Hummingbird's lips had compressed to a tight line and his eyes grew dark and guarded. 'There are secrets which cannot be revealed…'

Gretchen's face contorted into a snarl. A hand groped at her belt for a wrench, a hammer, a gun…

'…so I will not tell you everything I know.' Hummingbird said firmly. 'But I will tell you enough. But first, think about what you did in the cavern. You've had a certain kind of training – from school, from university, from your parents, from the work of your hands – and you're skilled in a way of seeing.' He paused, regarding her. 'Did those skills show you the stone in the dust?'

Gretchen became aware her mouth was very dry. She licked her lips and took a drink from the recycler tube in her mask. Hummingbird's gaze did not waver or look away. Gretchen started to become nervous. 'I…no, no I don't think they did. I didn't see the stone, not with my eyes. There was only an itch. Just…something was out of place.'

The nauallis nodded minutely. He seemed to gather himself, jaw tightening, brow creasing. For a very long time, Hummingbird said nothing, staring at her with an unwavering expression. Just as Anderssen – tired of standing on a windy ledge while the day inexorably passed – was about to speak, he blinked and said:

'Think of a river, broad and running swift. The bottom is smooth sand, the banks thick with algae. There is nothing to disturb the current, the surface is placid. If you hover above the clear water, you can see into the depths, pick out details of patterns in the sand. Perhaps there is seagrass waving in the current. Put your hand in the water and you are surprised by the strength of the water – but now the surface is distorted, confused. A wake trails behind your hand and suddenly the water is no longer clear. Such an effect is obvious, even to the unwary.
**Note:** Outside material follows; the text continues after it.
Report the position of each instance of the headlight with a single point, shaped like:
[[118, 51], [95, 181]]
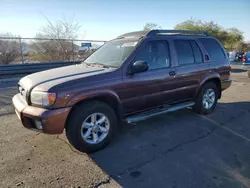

'Consider a boulder, submerged and invisible to a man standing on the bank. The river may seem placid, but the current is distorted. A boat on the river may strike the rock before anyone notices anything amiss. The current may twist across the stone, eddying, rushing faster or slower. Now, in the constrained universe beneath the glassy surface, there may be places where the seagrass cannot hold, or places where an eddy falls, leaving a thick stand of growth.'

Hummingbird made a motion with his hand, indicating the landscape around them.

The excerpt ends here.